Perang Diplomasi Pejabat AS dan China Berlangsung Sengit

Blinken mengaku tak terkejut mendapatkan tanggapan defensif dari China.

EPA-EFE/SHAWN THEW
Menlu AS Antony Blinken.
Rep: Rizky Jaramaya Red: Teguh Firmansyah

REPUBLIKA.CO.ID, ANCHORAGE -- Pertemuan pejabat tinggi Amerika Serikat (AS) dan China di Alaska berlangsung sengit. Pertemuan yang berlangsung selama dua hari itu tidak menghasilkan terobosan diplomatik karena masing-masing pejabat tinggi secara terbuka saling mengungkit kebijakan satu sama lain di hadapan wartawan.

Menteri Luar Negeri AS Antony Blinken dan penasihat keamanan nasional Jake Sullivan melakukan pertemuan perdana dengan diplomat top China Yang Jiechi dan Anggota Dewan Negara Wang Yi di Anchorage, Alaska. Anggota delegasi China meninggalkan hotel tempat pertemuan tanpa berbicara dengan wartawan usai pertemuan.
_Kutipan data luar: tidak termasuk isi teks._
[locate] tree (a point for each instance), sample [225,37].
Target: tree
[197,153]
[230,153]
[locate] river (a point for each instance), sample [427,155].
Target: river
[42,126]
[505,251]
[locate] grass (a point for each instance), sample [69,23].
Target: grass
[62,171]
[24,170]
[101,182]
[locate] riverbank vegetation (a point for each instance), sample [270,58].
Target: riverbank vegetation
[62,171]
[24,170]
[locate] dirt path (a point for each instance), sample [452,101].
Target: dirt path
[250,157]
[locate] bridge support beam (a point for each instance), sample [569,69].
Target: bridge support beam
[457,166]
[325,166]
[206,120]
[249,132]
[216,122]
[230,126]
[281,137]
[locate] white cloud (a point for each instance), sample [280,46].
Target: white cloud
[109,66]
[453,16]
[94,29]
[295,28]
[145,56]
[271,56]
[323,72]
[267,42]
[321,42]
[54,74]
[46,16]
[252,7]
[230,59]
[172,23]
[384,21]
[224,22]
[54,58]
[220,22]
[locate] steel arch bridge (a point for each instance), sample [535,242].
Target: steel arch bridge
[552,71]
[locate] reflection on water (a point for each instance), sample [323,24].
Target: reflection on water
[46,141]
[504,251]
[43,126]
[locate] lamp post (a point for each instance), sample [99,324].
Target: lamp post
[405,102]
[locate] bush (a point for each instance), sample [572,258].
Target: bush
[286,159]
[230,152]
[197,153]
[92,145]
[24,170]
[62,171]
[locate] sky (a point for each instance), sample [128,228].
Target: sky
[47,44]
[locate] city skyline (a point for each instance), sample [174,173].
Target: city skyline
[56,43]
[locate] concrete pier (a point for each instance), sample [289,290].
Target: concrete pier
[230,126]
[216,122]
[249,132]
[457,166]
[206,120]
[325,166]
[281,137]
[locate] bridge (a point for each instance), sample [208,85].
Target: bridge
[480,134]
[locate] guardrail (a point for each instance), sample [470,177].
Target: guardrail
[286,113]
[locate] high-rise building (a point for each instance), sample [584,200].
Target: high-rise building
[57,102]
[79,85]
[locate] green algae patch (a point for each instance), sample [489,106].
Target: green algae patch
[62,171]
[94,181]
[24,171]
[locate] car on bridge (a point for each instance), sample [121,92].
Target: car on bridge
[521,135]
Namun, Yang berbicara kepada jaringan televisi China, CGTN bahwa diskusi berjalan sangat konstruktif.

"Tentu saja masih ada perbedaan. China akan dengan tegas menjaga kedaulatan nasional, keamanan dan pembangunan," kata Yang.

Sementara itu, Blinken mengaku tidak terkejut bahwa AS mendapatkan "tanggapan defensif" dari China setelah mengangkat mengangkat tuduhan pelanggaran hak asasi manusia China di Xinjiang, Tibet, dan Hong Kong serta serangan dunia maya dan tekanan terhadap Taiwan. Blinken mengatakan kedua belah pihak juga memiliki kepentingan yang saling bersilangan tentang Iran, Korea Utara, Afghanistan, dan perubahan iklim.

“Di bidang ekonomi, perdagangan, teknologi, kami memberi tahu mitra kami bahwa kami meninjau masalah ini dengan konsultasi erat dengan Kongres, dengan sekutu dan mitra kami, dan kami akan melanjutkannya dengan cara yang benar-benar melindungi dan memajukan kepentingan pekerja kami dan bisnis kami,” kata Blinken.

Baca Juga

Dalam pidatonya yang berlangsung selama 15 dengan bahasa Mandarin, Yang mengkritik kebijakan luar negeri dan perdagangan AS yang menekan negara lain. Dia juga mengatakan, AS telah menghasut negara-negara lain untuk menyerang China.

"Amerika Serikat menggunakan kekuatan militer dan hegemoni keuangannya untuk menjalankan yurisdiksi lengan panjang dan menekan negara lain. Itu menyalahgunakan apa yang disebut gagasan keamanan nasional untuk menghalangi pertukaran perdagangan normal, dan menghasut beberapa negara untuk menyerang China," ujar Yang.

"Izinkan saya mengatakan di sini bahwa di depan pihak China, Amerika Serikat tidak memiliki kualifikasi untuk mengatakan bahwa ia ingin berbicara dengan China dari posisi yang kuat," kata Yang menambahkan.

Sebelum menjabat sebagai presiden AS, Joe Biden telah diserang oleh Partai Republik yang khawatir pemerintahannya akan mengambil pendekatan yang terlalu lunak dengan China. Namun dalam beberapa pekan terakhir, para petinggi Partai Republik telah sepakat dengan pendekatan Presiden Biden yang merevitalisasi hubungan dengan sekutu AS untuk menghadapi China. Ini adalah perubahan dari strategi "America First" yang dijalankan oleh mantan Presiden Donald Trump.

Pakar Asia di Pusat Kajian Strategis dan Internasional, Bonnie Glaser mengatakan, pernyataan keras dari China dan AS dalam pertemuan di Alaska telah menciptakan risiko potensial yang akan berubah menjadi pertukaran tuduhan dan tuntutan. Glaser menilai pertemuan di Alaska tidak akan memberikan hasil yang signifikan untuk menurunkan tensi kedua negara. "Tidak ada pihak yang diuntungkan dari pertemuan yang gagal total ini," ujar Glaser.